If the server responds to many requests per day, reduce the load on the DNS or NIS (Network Information System) server by disabling DNS lookup. Enabling DNS lookup will increase the latency and load on the system—do so with caution.
The Enterprise Server uses a file cache to serve static information faster. The file cache contains information about static files such as HTML, CSS, image, or text files. Enabling the HTTP file cache will improve performance of applications that contain static files.
Set the file cache attributes in the Admin Console under Configurations > config-name > HTTP Service (HTTP File Cache).
Max Files Count determines how many files are in the cache. If the value is too big, the server caches little-needed files, which wastes memory. If the value is too small, the benefit of caching is lost. Try different values of this attribute to find the optimal solution for specific applications—generally, the effects will not be great.
Hash Init Size affects memory use and search time, but rarely will have a measurable effect on performance.
This parameter controls how long cached information is used after a file has been cached. An entry older than the maximum age is replaced by a new entry for the same file.
If your web site’s content changes infrequently, increase this value for improved performance. Set the maximum age by entering or changing the value in the Maximum Age field of the File Cache Configuration page in the web-based Admin Console for the HTTP server node and selecting the File Caching Tab.
Set the maximum age based on whether the content is updated (existing files are modified) on a regular schedule or not. For example, if content is updated four times a day at regular intervals, you could set the maximum age to 21600 seconds (6 hours). Otherwise, consider setting the maximum age to the longest time you are willing to serve the previous version of a content file after the file has been modified.

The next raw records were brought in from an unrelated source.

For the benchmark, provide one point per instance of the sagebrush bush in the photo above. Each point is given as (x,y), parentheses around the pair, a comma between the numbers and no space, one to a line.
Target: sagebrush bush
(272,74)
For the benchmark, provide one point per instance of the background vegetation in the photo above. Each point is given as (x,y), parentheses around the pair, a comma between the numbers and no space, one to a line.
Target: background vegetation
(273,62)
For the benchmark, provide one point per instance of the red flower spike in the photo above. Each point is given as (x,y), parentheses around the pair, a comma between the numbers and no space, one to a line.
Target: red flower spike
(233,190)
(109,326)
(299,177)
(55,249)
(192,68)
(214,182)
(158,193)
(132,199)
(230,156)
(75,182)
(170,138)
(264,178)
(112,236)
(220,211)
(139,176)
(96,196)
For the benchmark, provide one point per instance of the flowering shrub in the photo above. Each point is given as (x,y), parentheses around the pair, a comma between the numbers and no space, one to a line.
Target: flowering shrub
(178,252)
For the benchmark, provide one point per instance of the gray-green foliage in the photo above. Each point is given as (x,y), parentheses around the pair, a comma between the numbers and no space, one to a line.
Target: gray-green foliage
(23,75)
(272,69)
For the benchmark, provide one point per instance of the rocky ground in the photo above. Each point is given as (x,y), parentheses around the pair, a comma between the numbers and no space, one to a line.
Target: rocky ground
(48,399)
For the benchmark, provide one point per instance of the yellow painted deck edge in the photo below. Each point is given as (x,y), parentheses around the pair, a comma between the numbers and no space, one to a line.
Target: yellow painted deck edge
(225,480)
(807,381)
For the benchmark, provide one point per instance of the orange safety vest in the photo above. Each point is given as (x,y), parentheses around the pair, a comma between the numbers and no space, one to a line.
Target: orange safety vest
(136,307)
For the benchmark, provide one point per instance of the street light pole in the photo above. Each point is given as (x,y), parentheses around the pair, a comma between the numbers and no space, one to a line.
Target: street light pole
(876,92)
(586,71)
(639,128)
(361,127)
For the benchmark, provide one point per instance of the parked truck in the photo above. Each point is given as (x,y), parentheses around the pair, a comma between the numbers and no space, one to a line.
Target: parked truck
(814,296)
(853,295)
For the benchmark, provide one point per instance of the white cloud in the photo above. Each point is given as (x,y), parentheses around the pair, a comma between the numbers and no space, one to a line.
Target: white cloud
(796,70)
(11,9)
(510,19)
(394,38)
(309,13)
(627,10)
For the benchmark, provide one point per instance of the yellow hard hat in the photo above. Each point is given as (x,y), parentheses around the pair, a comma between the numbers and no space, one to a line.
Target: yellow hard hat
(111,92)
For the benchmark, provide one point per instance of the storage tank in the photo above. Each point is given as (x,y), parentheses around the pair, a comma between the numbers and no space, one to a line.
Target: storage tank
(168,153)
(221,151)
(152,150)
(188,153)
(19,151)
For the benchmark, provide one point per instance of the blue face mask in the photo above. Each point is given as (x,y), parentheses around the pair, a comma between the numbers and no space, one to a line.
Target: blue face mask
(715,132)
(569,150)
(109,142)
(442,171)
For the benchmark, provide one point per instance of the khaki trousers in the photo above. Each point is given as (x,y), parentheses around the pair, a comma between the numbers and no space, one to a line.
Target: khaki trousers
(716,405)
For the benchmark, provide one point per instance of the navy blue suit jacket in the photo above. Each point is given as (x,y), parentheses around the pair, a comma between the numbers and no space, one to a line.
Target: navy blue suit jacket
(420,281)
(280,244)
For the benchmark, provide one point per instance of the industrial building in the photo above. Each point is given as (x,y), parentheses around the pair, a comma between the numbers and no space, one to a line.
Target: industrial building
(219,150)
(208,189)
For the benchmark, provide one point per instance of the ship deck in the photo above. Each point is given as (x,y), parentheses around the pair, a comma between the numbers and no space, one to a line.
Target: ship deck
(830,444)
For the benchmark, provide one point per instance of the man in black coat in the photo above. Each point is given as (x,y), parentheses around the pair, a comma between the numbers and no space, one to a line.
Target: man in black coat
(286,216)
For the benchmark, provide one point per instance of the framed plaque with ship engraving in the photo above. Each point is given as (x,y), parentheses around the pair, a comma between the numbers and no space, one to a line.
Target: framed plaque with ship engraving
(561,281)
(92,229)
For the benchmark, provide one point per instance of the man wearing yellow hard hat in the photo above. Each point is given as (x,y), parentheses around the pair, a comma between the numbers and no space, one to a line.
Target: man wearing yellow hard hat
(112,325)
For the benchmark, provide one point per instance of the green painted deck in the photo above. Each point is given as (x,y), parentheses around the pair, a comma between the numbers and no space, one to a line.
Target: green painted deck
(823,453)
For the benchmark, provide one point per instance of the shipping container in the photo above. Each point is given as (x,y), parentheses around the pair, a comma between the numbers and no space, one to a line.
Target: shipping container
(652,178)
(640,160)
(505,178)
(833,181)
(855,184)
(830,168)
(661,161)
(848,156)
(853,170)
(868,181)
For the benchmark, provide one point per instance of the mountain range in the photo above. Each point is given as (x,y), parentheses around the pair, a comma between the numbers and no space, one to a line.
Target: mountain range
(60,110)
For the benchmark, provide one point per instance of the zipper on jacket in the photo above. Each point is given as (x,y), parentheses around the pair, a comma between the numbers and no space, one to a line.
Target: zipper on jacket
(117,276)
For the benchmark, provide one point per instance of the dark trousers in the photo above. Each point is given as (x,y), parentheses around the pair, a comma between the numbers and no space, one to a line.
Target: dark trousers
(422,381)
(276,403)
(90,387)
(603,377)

The cache treats small, medium, and large files differently. The contents of medium files are cached by mapping the file into virtual memory (Unix/Linux platforms). The contents of small files are cached by allocating heap space and reading the file into it. The contents of large files are not cached, although information about large files is cached.
The advantage of distinguishing between small files and medium files is to avoid wasting part of many pages of virtual memory when there are lots of small files. So the Small File Size Limit is typically a slightly lower value than the VM page size.
When File Transmission is enabled, the server caches open file descriptors for files in the file cache, rather than the file contents. Also, the distinction normally made between small, medium, and large files no longer applies since only the open file descriptor is being cached.
By default, File Transmission is enabled on Windows, and disabled on UNIX. On UNIX, only enable File Transmission for platforms that have the requisite native OS support: HP-UX and AIX. Don’t enable it for other UNIX/Linux platforms.